Sokaktaki yurttaşın pek çoğu;
“Lami cimi yok, tam bir karşı devrimle karşı karşıyayız…” diyor…
“Uzun soluklu bu devrimi tam on beş yıldır yani Akp tek başına iktidara geldiğinden beri dozunun giderek arttığını fark ederek yaşıyoruz..” diyor…
“Uzunca bir yol kat ettiler, sabırlı ama yavaş yavaş sürekli olarak ilerliyorlar “ diyor…
“Onlar yol alıyor, ama kendisini aydın olarak lanse edenler buldukları her ortamda yalnızca laf üretiyor; bunlar nasıl aydınlar ?” diyor…

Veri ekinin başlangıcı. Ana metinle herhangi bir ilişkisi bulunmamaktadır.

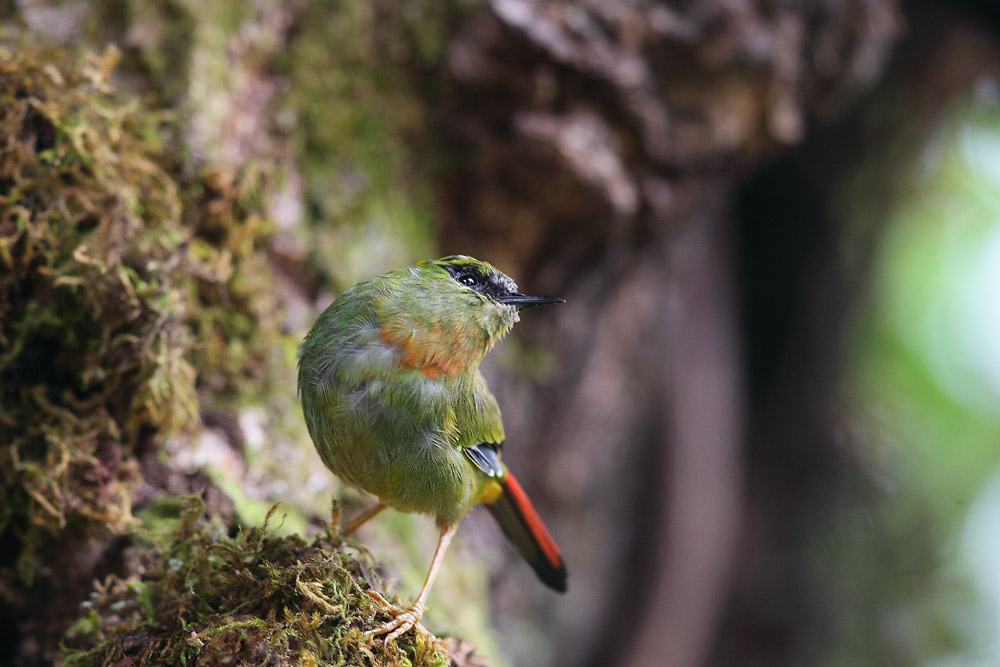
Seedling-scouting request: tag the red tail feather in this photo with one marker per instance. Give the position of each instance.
(521, 523)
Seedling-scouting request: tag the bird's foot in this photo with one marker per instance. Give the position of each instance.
(402, 619)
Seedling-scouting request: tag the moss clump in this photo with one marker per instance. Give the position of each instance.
(206, 598)
(122, 269)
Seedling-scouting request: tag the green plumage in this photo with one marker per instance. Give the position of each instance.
(378, 418)
(396, 405)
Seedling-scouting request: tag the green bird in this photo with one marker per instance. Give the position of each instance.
(397, 407)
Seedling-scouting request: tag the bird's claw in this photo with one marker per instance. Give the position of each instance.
(402, 619)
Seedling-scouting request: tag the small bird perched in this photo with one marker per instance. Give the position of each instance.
(396, 405)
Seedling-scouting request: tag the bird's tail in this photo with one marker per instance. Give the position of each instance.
(521, 523)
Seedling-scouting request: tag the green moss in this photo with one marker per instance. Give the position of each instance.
(121, 272)
(256, 598)
(361, 139)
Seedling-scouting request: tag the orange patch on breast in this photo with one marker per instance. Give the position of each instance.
(430, 351)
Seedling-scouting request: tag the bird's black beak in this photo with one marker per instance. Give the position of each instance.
(523, 301)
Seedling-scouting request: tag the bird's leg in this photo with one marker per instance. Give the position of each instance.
(361, 520)
(404, 619)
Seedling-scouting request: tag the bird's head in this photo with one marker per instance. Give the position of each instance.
(449, 312)
(486, 283)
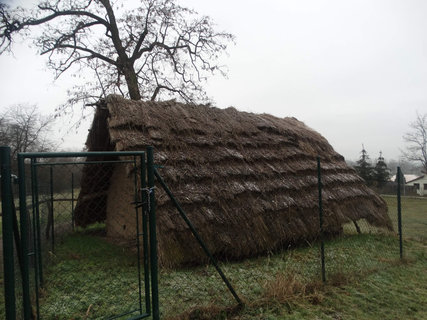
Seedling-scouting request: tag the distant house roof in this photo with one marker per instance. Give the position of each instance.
(415, 178)
(408, 177)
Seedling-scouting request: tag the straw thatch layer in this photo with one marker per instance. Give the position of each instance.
(247, 181)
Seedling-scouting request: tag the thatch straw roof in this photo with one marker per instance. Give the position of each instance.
(247, 181)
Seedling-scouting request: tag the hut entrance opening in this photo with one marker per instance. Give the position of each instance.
(54, 224)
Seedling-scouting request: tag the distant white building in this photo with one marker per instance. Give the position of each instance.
(420, 184)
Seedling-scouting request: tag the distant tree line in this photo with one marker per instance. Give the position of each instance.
(374, 175)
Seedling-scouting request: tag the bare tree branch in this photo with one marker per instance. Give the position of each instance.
(156, 50)
(416, 150)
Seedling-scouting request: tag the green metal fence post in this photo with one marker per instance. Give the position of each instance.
(153, 237)
(143, 173)
(8, 260)
(52, 211)
(399, 212)
(24, 238)
(72, 200)
(322, 240)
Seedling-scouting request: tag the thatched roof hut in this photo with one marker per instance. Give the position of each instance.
(247, 181)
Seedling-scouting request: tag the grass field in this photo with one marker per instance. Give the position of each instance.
(90, 278)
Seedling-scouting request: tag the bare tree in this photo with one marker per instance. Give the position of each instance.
(155, 49)
(24, 129)
(416, 139)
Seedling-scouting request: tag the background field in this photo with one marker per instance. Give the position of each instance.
(89, 277)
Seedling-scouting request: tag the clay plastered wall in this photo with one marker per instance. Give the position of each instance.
(121, 220)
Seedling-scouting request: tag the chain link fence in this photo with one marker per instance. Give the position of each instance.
(87, 262)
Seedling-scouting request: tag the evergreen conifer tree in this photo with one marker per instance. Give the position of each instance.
(364, 168)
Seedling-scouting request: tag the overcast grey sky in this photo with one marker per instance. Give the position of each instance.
(353, 70)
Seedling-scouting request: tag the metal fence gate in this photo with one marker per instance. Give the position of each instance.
(49, 194)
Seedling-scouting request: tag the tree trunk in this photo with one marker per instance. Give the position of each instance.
(131, 81)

“Yasama, yürütme, yargıyı tümden elde etmişler istedikleri şekilde yasaları çıkartıyor, istedikleri şekilde itirazları bertaraf ediyorlar…” diyor…
“Tıpkı, İki yüzlü madalyon örneği, hem sana hem onlara yüz veriyor…” diyor…
“Dini, siyasette kullanmak becerisini büyük bir başarı ile sergileyip, devlet olanaklarını en sonuna kadar kullanarak belli bir tabanı elde tutmayı, sıkıştıklarında , kaybettikleri ya da kaybedeceklerini anladıkları anda da sosyal yardımlarla durumu kotarmaya çalışıyorlar…” diyor…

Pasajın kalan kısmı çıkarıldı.